The intercept library has the same set of entry points as the released graphics library. Thus, when implemented, the intercept library replaces the released graphics library and intercepts the graphics API calls generated by the graphics application. When the routines in the intercept library are called they either perform pre-programmed operations and/or interact with a specific diagnostic tool. When their specific processing is completed, the intercept library functions call the released graphics library API entry point to invoke the desired operations within the computer graphics system.

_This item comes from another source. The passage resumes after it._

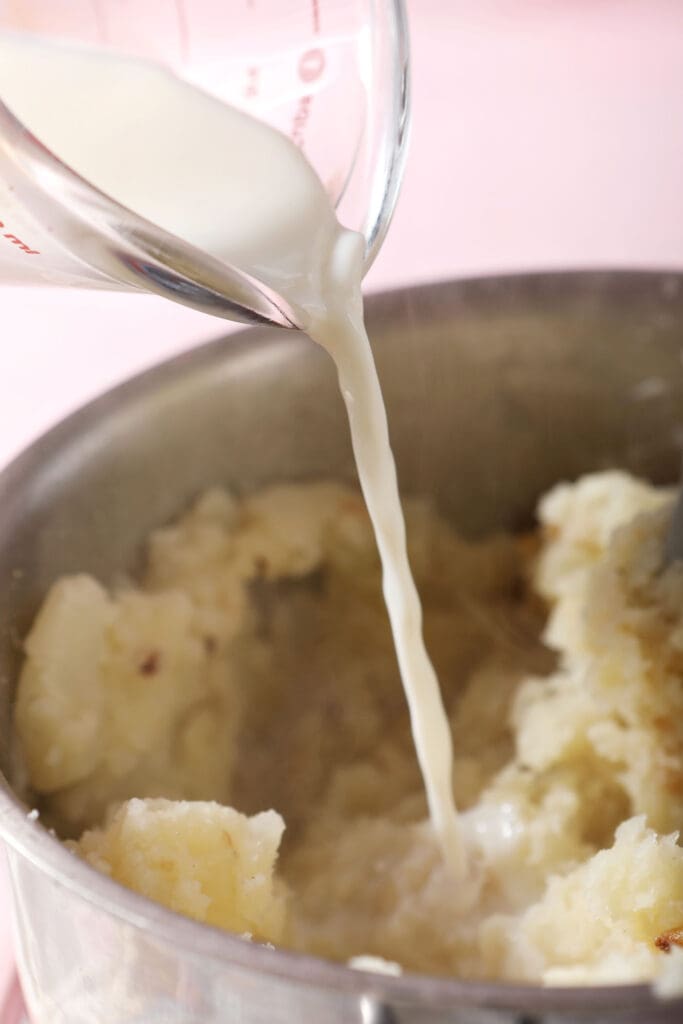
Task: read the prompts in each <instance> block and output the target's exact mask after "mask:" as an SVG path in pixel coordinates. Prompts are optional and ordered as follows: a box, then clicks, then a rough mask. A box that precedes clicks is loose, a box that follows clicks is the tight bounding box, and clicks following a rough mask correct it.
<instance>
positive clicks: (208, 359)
mask: <svg viewBox="0 0 683 1024" xmlns="http://www.w3.org/2000/svg"><path fill="white" fill-rule="evenodd" d="M670 285H671V275H663V274H654V273H652V274H647V273H638V274H635V273H620V274H603V273H595V274H547V275H531V276H518V278H510V279H492V280H487V281H480V282H471V283H464V284H458V285H447V284H446V285H436V286H431V287H426V288H418V289H412V290H407V291H401V292H396V293H393V294H389V295H386V296H380V297H378V298H375V299H373V300H371V301H370V302H369V303H368V322H369V327H370V332H371V336H372V337H373V340H374V345H375V350H376V353H377V357H378V362H379V370H380V375H381V377H382V380H383V383H384V387H385V392H386V398H387V406H388V410H389V420H390V423H391V429H392V437H393V442H394V446H395V452H396V456H397V463H398V468H399V474H400V478H401V484H402V486H403V488H404V489H405V490H407V492H420V493H428V494H431V495H432V496H434V498H435V499H436V501H437V503H438V504H439V506H440V507H441V509H442V510H443V511H445V512H446V513H447V514H449V515H450V516H451V517H452V518H453V520H454V522H455V523H456V524H457V525H458V526H459V527H460V528H461V529H462V530H463V531H464V532H466V534H469V535H474V534H485V532H487V531H490V530H493V529H495V528H497V527H501V526H504V527H511V528H515V527H520V526H523V525H525V524H526V523H527V522H528V521H529V516H530V514H531V510H532V507H533V504H535V501H536V499H537V498H538V497H539V495H540V494H541V493H542V492H544V490H545V489H547V488H548V487H549V486H550V484H552V483H553V482H555V481H556V480H557V479H559V478H562V477H564V478H570V477H574V476H577V475H578V474H579V473H581V472H584V471H587V470H591V469H598V468H605V467H608V466H624V467H627V468H629V469H630V470H632V471H634V472H636V473H640V474H643V475H645V476H648V477H650V478H652V479H653V480H654V481H655V482H670V481H672V480H674V479H676V477H677V474H678V469H679V462H680V442H681V436H682V434H683V400H682V399H683V371H682V370H681V361H680V359H681V351H682V349H683V297H682V298H679V297H678V295H677V291H676V290H675V289H672V288H671V287H670ZM647 378H660V379H663V380H666V381H667V382H668V384H669V387H668V389H667V390H666V392H663V393H661V394H659V395H658V396H657V397H656V400H649V401H642V400H640V401H638V400H636V399H634V397H633V396H634V389H637V386H638V384H639V382H641V381H642V380H643V379H647ZM635 394H636V395H637V394H638V391H637V390H636V391H635ZM319 476H336V477H339V478H352V477H353V460H352V457H351V451H350V444H349V441H348V436H347V425H346V418H345V413H344V409H343V404H342V400H341V398H340V396H339V394H338V391H337V386H336V381H335V377H334V373H333V369H332V365H331V362H330V360H329V359H328V358H327V356H326V355H325V353H324V352H323V351H322V350H319V349H317V348H316V347H315V346H313V345H312V343H310V342H308V341H307V340H306V339H305V338H303V337H300V336H297V335H295V334H293V333H289V332H288V333H286V332H281V331H276V330H269V331H268V330H254V331H251V332H248V333H245V334H243V335H241V336H232V337H231V338H228V339H226V340H224V341H219V342H217V343H215V344H213V345H210V346H206V347H204V348H201V349H198V350H197V351H195V352H193V353H190V354H189V355H185V356H181V357H180V358H179V359H175V360H173V361H172V362H170V364H167V365H165V366H162V367H160V368H158V369H156V370H153V371H152V372H150V373H147V374H145V375H143V376H142V377H139V378H136V379H135V380H133V381H131V382H130V383H128V384H126V385H124V386H123V387H121V388H118V389H117V390H115V391H113V392H111V393H110V394H108V395H105V396H104V397H102V398H100V399H98V400H97V401H96V402H94V403H92V404H91V406H89V407H87V408H86V409H84V410H82V411H81V412H80V413H77V414H76V415H75V416H73V417H72V418H71V419H69V420H68V421H66V422H65V423H63V424H61V425H60V426H59V427H57V428H56V429H55V430H53V431H51V432H50V433H49V434H47V435H46V436H45V437H43V438H42V439H41V440H40V441H39V442H38V443H37V444H35V445H34V446H33V447H32V449H30V450H29V451H28V452H27V453H25V455H23V456H22V457H20V458H19V459H18V460H17V461H16V462H15V463H14V464H13V465H12V466H10V467H9V468H8V469H7V470H6V471H5V472H4V473H3V474H2V475H1V476H0V507H1V508H2V511H3V516H2V522H1V524H0V580H2V587H1V588H0V768H1V769H2V770H3V772H4V773H5V774H6V775H7V776H8V777H11V778H12V780H13V783H14V787H15V790H20V779H19V778H18V777H17V776H15V775H14V774H13V772H12V767H11V752H10V730H9V709H10V700H11V692H12V686H13V682H14V680H15V676H16V667H17V664H18V658H19V646H20V638H22V636H23V635H24V633H25V631H26V629H27V626H28V624H29V622H30V621H31V617H32V615H33V613H34V612H35V610H36V607H37V605H38V602H39V601H40V598H41V596H42V595H43V593H44V592H45V590H46V588H47V586H48V585H49V584H50V582H51V581H53V580H54V579H55V578H56V577H58V575H60V574H62V573H65V572H70V571H74V570H86V571H90V572H93V573H95V574H96V575H98V577H100V578H101V579H103V580H108V579H110V580H111V579H112V578H113V577H114V575H115V574H116V572H117V570H119V569H120V568H121V567H122V566H127V567H134V565H135V562H136V558H137V554H138V545H139V544H140V542H141V540H142V539H143V538H144V537H145V536H146V535H147V534H148V531H150V529H151V528H152V527H153V526H155V525H158V524H159V523H160V522H164V521H166V520H168V519H170V518H171V517H172V516H174V515H175V514H177V513H178V511H179V510H180V509H181V508H182V507H183V505H184V504H185V503H186V502H187V501H188V499H189V498H190V497H193V496H194V495H196V494H197V493H198V492H199V490H201V489H202V488H203V487H205V486H206V485H208V484H210V483H213V482H216V481H224V482H226V483H228V484H233V485H236V486H239V487H240V488H241V489H248V488H252V487H255V486H257V485H259V484H262V483H265V482H267V481H271V480H274V479H283V478H285V479H302V478H311V477H319ZM27 809H28V808H27V807H26V806H22V804H20V803H19V802H18V801H17V799H16V798H15V797H14V796H13V795H12V792H11V791H10V790H9V787H7V788H6V790H4V791H0V833H1V834H3V836H4V838H5V839H6V840H7V842H8V851H9V864H10V871H11V878H12V885H13V889H14V895H15V900H16V908H17V919H18V940H19V950H18V953H19V967H20V971H22V977H23V980H24V984H25V988H26V991H27V997H28V1002H29V1009H30V1012H31V1014H32V1018H33V1020H35V1021H36V1022H37V1024H47V1022H50V1024H92V1022H93V1021H97V1022H98V1024H124V1022H126V1024H130V1022H131V1021H139V1022H144V1024H153V1022H156V1021H160V1022H161V1021H163V1022H164V1024H190V1022H191V1024H200V1022H202V1024H213V1022H219V1021H228V1020H229V1021H232V1020H240V1021H244V1022H245V1024H260V1022H263V1024H266V1022H267V1024H278V1022H281V1024H285V1022H287V1024H299V1022H302V1021H305V1022H308V1021H311V1022H312V1021H325V1022H326V1024H328V1022H329V1024H342V1022H343V1024H346V1022H348V1024H350V1022H353V1024H361V1022H365V1021H372V1022H373V1024H379V1022H383V1024H389V1022H392V1024H437V1022H439V1024H446V1022H452V1024H504V1022H505V1024H512V1022H517V1024H521V1022H522V1021H526V1022H527V1024H529V1022H531V1021H533V1022H536V1024H559V1022H562V1024H572V1022H578V1021H583V1022H584V1024H587V1022H591V1024H598V1022H599V1024H606V1022H611V1024H616V1022H622V1024H626V1022H628V1021H633V1022H635V1021H647V1024H654V1022H659V1024H665V1022H669V1024H674V1022H677V1021H680V1020H681V1019H683V1001H680V1000H679V1001H677V1002H676V1004H669V1005H661V1004H656V1002H655V1001H654V1000H653V998H652V997H651V996H650V994H649V992H648V990H647V989H646V988H641V987H618V988H600V989H578V990H566V989H565V990H560V989H555V990H553V989H539V988H533V987H524V986H513V985H497V984H480V983H476V984H475V983H463V982H458V981H447V980H443V979H430V978H425V977H412V976H403V977H402V978H392V977H385V976H379V975H378V976H374V975H369V974H365V973H362V972H357V971H352V970H348V969H345V968H343V967H340V966H337V965H332V964H327V963H325V962H322V961H316V959H314V958H312V957H307V956H299V955H295V954H292V953H287V952H282V951H279V950H270V949H267V948H262V947H258V946H254V945H250V944H249V943H247V942H245V941H243V940H242V939H239V938H237V937H232V936H229V935H226V934H223V933H219V932H216V931H214V930H213V929H210V928H206V927H202V926H199V925H197V924H196V923H194V922H190V921H188V920H184V919H181V918H178V916H176V915H175V914H173V913H171V912H170V911H168V910H166V909H164V908H163V907H161V906H156V905H154V904H152V903H150V902H147V901H146V900H144V899H143V898H141V897H140V896H138V895H136V894H134V893H132V892H128V891H126V890H123V889H121V888H120V887H118V886H117V885H115V884H114V883H112V882H111V881H110V880H108V879H105V878H103V877H101V876H99V874H97V873H95V872H94V871H93V870H92V869H91V868H89V867H87V866H86V865H85V864H84V863H82V862H80V861H79V860H77V859H76V858H75V857H74V856H73V855H72V854H70V853H69V852H68V851H67V850H65V849H63V848H62V847H61V846H60V845H59V844H57V843H56V842H55V841H54V840H52V839H51V838H50V836H49V835H48V834H47V833H46V831H45V830H44V829H43V828H42V827H41V826H40V824H38V823H36V822H34V821H31V820H29V818H28V817H27Z"/></svg>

There are number of drawbacks to this approach. A primary drawback is that the intercept library generally does not provide access, or attach, to a currently executing graphics application but instead requires the graphics application to be initiated in a manner that allows subsequent access. For example, in one common approach, the intercept library is implemented as an archived library. In this implementation, the graphics application that is normally linked to the graphics library must be relinked with the intercept library to provide the intercept library access to the graphics application. In another common approach, the intercept library is implemented as a shared library. In this implementation, the graphics application must be re-initiated to load the intercept library rather than the released graphics library. In both implementations, this is often a time-consuming procedure that interferes with the software test and evaluation process, particularly since the test and evaluation process is an interactive one which is repeated often as system faults are identified.
In addition, this conventional approach cannot be implemented when the computer graphics system behaves unexpectedly. When an unanticipated graphics system response occurs during normal operations, the intercept library is unable to assist in the determination of the cause of the behavior since it is not linked to the graphics application during normal operations. The graphics application must be relinked or at least be stopped and reinitiated and the graphics application executed in such a manner to recreate the undesirable system response. However, since the nature of such system behavior is unpredictable, the problematic system responses are often difficult to replicate in the evaluation and control mode of operation, such as when performing testing, monitoring or other diagnostic procedures.
Another drawback to this approach is that when the intercept library is present it induces significant performance degradation to the graphics application regardless of whether it is currently performing any evaluation or control operations. In addition, additional efforts must be incurred to maintain version synchronization between the released graphics library and the intercept library.
A still further drawback to this approach is that the internal states and values of the graphics system are often not available to external processes, preventing the intercept library from gaining access to such information. To evaluate the performance of the graphics application the intercept library must perform significant processing to mimic the graphics systems processes, which incurs additional performance degradation, or forgo providing such information to the user.
What is needed, therefore, is a system that enables a user to perform desired evaluation and control operations on a currently executing graphics application in real-time without adversely affecting the performance of the computer graphics system.